Há uma falta de sensibilidade em relação ao sofrimento das populações. Porque há instituições internacionais especializadas em questões humanitárias, e é isso que se precisa neste momento…
DW África: O estado de emergência seria uma forma de aumentar a ajuda…
JM: Claro, é uma forma de mobilizar as pessoas e as instituições para acudir àquela região sul. Neste momento já esgotaram as sementes, que eram o pouco que as pessoas tinham desde o ano passado. Deu-se cabo das sementes. E essas instituições só vão apoiar se o Governo acionar esse mecanismo do estado de emergência.
DW África: Para o próximo ano estão marcadas eleições em Angola. O voto dos jovens, que parecem cada vez mais insatisfeitos com a governação atual, poderá fazer pender a balança eleitoral?
JM: Acredito que sim, até porque a população angolana é maioritariamente jovem. É essa juventude que hoje se sente bastante insatisfeita. Muitos não veem os seus sonhos realizados, porque o próprio ambiente sócio-económico e político não lhes permite crescer de acordo com as suas capacidades. Esse tem sido um dos motivos que têm levado cada vez mais jovens a revoltarem-se com a situação que o país vive.

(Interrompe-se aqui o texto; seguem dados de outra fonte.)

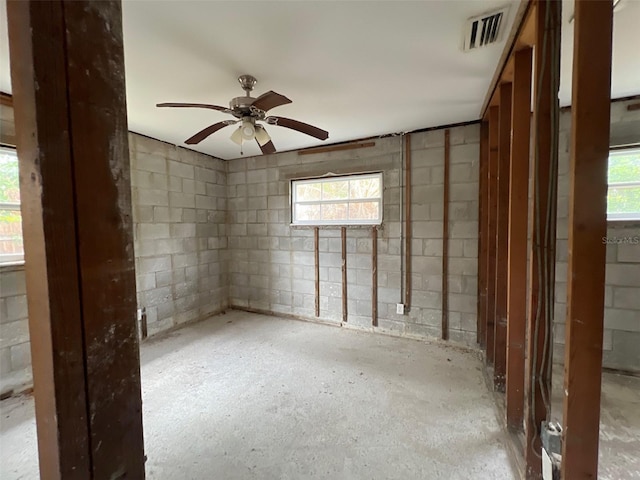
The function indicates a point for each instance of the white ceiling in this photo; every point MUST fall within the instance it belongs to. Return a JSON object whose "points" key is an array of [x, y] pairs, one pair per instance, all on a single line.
{"points": [[354, 68]]}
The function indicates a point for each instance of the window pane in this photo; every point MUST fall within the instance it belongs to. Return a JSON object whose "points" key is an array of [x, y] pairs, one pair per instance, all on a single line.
{"points": [[9, 188], [623, 199], [364, 211], [308, 191], [10, 233], [338, 190], [624, 166], [364, 188], [305, 213], [334, 211]]}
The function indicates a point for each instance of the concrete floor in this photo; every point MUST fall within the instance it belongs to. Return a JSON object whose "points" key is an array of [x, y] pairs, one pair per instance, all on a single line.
{"points": [[244, 396]]}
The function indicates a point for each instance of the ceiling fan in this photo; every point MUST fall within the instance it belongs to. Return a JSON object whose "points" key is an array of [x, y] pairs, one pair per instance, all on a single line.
{"points": [[248, 111]]}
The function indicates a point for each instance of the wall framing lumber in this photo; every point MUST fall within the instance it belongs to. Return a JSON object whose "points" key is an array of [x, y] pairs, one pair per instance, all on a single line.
{"points": [[408, 232], [343, 237], [316, 257], [445, 239], [492, 210], [374, 276], [590, 124], [78, 236], [542, 214], [482, 233], [502, 233], [517, 238]]}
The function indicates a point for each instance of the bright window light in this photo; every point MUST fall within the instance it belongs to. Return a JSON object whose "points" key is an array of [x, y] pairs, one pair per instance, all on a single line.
{"points": [[345, 200], [623, 196]]}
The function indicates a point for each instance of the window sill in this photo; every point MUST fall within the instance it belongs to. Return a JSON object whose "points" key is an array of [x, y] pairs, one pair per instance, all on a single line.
{"points": [[12, 266], [337, 226], [615, 224]]}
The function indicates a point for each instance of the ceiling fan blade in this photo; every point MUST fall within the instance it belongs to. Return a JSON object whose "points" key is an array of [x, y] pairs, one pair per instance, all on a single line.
{"points": [[299, 126], [193, 105], [202, 134], [267, 148], [270, 100]]}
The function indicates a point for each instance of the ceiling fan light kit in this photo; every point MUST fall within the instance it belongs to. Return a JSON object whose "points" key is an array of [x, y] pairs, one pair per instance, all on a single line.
{"points": [[249, 110]]}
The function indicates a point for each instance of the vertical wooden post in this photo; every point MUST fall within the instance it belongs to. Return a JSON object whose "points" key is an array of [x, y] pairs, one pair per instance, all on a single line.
{"points": [[445, 242], [502, 244], [482, 233], [407, 231], [67, 68], [316, 255], [543, 233], [374, 276], [492, 206], [590, 112], [517, 239], [345, 313]]}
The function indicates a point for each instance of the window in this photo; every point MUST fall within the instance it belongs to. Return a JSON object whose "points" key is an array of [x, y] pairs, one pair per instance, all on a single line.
{"points": [[345, 200], [623, 197], [11, 249]]}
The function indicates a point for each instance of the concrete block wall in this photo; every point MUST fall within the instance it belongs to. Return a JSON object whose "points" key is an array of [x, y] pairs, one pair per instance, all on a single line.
{"points": [[272, 263], [179, 213], [622, 284]]}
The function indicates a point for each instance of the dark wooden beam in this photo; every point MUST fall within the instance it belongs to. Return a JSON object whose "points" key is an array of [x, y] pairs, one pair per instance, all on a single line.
{"points": [[336, 148], [408, 223], [492, 210], [316, 256], [517, 238], [374, 276], [67, 69], [502, 244], [482, 233], [345, 312], [542, 215], [445, 241], [590, 121]]}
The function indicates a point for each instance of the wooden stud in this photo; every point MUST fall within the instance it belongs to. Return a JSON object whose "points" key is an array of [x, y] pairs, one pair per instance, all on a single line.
{"points": [[67, 69], [316, 255], [492, 206], [517, 261], [502, 244], [345, 312], [482, 233], [590, 112], [408, 230], [445, 240], [374, 276], [543, 233]]}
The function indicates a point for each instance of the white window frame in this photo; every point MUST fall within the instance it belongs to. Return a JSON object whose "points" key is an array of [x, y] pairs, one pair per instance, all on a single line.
{"points": [[8, 259], [328, 179], [623, 217]]}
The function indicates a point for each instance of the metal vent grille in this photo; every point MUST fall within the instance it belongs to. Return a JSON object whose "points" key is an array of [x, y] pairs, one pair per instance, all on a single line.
{"points": [[484, 30]]}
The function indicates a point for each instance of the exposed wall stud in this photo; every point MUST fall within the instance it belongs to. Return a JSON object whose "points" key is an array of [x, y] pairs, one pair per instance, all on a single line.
{"points": [[445, 240], [502, 244], [75, 191], [518, 224], [590, 120]]}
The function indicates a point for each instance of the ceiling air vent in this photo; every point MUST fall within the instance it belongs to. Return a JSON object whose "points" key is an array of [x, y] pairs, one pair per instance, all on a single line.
{"points": [[484, 29]]}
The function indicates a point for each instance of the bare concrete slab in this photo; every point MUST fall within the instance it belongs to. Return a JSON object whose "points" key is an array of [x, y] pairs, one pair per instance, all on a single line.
{"points": [[245, 396]]}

DW África: A alta taxa de desemprego é uma grande preocupação. O que se deve fazer para fomentar o emprego neste momento? O que está a falhar?
JM: O Estado deve preocupar-se nesta fase em criar políticas concretas para que os empresários – as pessoas que tenham iniciativas empresariais – possam desenvolver [as suas ideias]. Todo o cidadão que tenha uma ideia, que tenha um projeto, deve poder aceder a um crédito.

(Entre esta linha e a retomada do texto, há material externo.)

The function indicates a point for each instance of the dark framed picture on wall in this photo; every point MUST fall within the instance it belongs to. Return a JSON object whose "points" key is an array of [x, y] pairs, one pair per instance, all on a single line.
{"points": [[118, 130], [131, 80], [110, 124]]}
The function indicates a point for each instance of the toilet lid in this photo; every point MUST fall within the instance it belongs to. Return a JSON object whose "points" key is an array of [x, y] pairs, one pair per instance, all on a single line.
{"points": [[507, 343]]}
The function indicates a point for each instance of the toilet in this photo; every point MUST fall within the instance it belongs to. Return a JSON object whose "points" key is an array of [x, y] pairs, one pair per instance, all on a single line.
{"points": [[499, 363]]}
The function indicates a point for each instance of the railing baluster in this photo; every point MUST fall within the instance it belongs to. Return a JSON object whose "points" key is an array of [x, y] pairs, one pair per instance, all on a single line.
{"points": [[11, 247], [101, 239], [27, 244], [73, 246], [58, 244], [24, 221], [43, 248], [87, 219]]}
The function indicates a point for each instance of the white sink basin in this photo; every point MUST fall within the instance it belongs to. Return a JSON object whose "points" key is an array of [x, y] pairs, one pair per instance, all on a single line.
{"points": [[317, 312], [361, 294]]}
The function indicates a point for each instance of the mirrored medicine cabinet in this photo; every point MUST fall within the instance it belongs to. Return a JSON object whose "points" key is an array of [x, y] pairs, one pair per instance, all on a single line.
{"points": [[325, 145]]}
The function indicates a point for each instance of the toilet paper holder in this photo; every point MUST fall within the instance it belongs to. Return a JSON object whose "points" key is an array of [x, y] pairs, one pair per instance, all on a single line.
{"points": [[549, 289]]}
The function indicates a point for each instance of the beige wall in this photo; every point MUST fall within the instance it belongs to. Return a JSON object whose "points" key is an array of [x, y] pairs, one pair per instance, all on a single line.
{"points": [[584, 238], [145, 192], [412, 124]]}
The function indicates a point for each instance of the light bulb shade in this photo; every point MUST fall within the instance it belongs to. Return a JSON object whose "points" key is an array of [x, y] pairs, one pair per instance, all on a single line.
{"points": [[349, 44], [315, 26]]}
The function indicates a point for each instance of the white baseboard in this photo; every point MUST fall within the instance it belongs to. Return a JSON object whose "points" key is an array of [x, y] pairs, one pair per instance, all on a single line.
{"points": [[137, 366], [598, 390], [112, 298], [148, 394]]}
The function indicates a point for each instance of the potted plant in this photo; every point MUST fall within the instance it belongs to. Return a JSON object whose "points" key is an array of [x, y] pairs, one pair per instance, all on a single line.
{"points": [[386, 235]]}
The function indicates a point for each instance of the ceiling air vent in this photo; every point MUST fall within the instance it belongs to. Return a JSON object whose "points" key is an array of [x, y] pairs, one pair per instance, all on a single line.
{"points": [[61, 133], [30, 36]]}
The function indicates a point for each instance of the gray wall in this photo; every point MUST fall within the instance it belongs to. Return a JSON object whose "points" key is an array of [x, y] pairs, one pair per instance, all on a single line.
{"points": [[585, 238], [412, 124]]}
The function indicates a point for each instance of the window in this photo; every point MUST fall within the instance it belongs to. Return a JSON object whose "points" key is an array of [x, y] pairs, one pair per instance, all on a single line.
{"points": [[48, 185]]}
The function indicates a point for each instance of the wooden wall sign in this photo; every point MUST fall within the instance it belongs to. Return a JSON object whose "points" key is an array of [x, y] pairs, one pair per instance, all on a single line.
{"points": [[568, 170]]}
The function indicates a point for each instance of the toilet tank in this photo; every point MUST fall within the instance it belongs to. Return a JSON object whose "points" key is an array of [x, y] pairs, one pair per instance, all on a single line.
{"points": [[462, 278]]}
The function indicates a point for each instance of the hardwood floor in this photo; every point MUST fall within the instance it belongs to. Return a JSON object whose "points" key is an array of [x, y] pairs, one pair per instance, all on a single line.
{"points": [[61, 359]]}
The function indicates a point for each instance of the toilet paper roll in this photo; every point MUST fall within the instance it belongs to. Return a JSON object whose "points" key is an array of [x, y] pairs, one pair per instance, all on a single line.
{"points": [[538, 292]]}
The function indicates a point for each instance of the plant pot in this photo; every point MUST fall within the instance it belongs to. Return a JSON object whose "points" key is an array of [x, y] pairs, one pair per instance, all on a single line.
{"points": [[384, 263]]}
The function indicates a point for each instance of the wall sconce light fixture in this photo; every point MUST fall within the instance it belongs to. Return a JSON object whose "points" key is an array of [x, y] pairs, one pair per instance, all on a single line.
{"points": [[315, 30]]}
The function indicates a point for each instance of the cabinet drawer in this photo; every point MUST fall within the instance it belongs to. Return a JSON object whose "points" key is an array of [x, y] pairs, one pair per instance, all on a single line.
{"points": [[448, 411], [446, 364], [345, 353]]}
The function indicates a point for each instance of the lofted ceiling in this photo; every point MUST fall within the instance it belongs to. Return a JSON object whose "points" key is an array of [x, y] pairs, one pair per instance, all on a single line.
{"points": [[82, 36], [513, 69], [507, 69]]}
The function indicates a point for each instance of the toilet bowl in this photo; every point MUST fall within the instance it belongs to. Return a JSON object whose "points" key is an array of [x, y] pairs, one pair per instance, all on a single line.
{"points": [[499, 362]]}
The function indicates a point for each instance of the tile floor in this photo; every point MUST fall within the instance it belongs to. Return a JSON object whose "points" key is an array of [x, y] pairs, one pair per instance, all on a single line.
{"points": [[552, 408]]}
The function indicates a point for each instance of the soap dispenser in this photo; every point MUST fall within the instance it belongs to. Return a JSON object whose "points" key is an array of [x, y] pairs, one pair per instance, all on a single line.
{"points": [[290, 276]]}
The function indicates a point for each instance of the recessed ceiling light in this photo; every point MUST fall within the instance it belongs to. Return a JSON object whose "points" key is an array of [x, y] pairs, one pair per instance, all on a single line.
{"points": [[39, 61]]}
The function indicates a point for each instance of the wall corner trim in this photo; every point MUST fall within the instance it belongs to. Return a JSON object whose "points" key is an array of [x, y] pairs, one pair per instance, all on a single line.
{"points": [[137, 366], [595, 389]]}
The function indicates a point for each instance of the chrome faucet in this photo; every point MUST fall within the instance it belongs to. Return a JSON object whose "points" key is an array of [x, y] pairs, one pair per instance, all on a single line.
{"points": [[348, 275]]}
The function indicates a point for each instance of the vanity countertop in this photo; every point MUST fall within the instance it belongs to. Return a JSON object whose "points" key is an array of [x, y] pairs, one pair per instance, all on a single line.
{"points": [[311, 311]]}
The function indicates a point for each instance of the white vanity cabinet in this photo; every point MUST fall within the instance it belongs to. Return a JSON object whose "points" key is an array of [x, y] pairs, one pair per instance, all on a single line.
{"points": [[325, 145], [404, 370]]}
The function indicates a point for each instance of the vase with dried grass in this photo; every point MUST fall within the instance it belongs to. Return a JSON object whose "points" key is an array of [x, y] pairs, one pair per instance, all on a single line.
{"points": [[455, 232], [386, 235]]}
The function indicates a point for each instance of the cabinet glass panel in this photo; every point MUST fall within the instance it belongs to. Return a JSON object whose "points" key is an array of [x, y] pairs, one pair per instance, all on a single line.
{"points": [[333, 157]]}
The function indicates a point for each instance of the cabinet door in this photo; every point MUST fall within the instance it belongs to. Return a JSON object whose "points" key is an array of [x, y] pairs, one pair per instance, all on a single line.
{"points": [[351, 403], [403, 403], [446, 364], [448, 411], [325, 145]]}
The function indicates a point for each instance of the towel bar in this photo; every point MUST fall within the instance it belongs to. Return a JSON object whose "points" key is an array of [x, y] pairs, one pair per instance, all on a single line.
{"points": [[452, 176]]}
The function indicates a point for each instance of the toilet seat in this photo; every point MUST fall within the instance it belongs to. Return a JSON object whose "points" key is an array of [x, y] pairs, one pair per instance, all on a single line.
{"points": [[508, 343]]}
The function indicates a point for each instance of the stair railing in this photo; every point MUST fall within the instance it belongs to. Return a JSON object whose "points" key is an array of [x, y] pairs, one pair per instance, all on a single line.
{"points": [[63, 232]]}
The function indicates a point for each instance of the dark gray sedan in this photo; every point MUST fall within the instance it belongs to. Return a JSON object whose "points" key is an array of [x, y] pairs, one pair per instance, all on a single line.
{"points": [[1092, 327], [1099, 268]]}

DW África: Já há uma nova lei do investimento privado. Não é suficiente? São necessárias mais medidas, nomeadamente ao nível do crédito, como afirma?
JM: Sim. O problema é que temos uma sociedade praticamente partidarizada. Às vezes, essa partidarização do Estado cria entraves. Ainda hoje, em muitos círculos, para ter acesso [a essas oportunidades], é preciso ser membro do partido ou ter uma ligação com o poder. […] Em Angola temos também outro grande problema: hoje em dia, quem tem poder financeiro para poder entrar numa parceria público-privada, por exemplo, são pessoas conotadas com a corrupção, devido ao seu passado. E essas pessoas estão com receio de assumir projetos que envolvam montantes avultados. Há o receio de, depois, a sociedade perguntar: ‘onde é que essa pessoa foi ao dinheiro? Onde é que trabalhou para conseguir isso?’
Então, vivemos em Angola numa sociedade de muita desconfiança – desconfiança generalizada em relação a todos. Ninguém confia em ninguém. Estrategicamente, o próprio Estado, através do partido que governa, não tem sido capaz de poder, pelo menos, promover um espírito de reconciliação entre nós, os angolanos.
DW África: Neste momento, o Presidente João Lourenço terá motivos para estar preocupado com as eleições do próximo ano?
JM: Estamos a viver uma situação um pouco sui generis. O Presidente João Lourenço tem todos os motivos para se preocupar em relação ao fenómeno social que todos vivemos, mas, do ponto de vista político – até porque nos estamos a aproximar do período de pré-campanha – o MPLA é uma máquina em termos de destruição dos seus adversários e de tirar proveito dos recursos do Estado em seu benefício.
A DW África falou com João Malavindele em Berlim no âmbito de um encontro da Mesa Redonda das organizações não-governamentais alemãs que trabalham em Angola.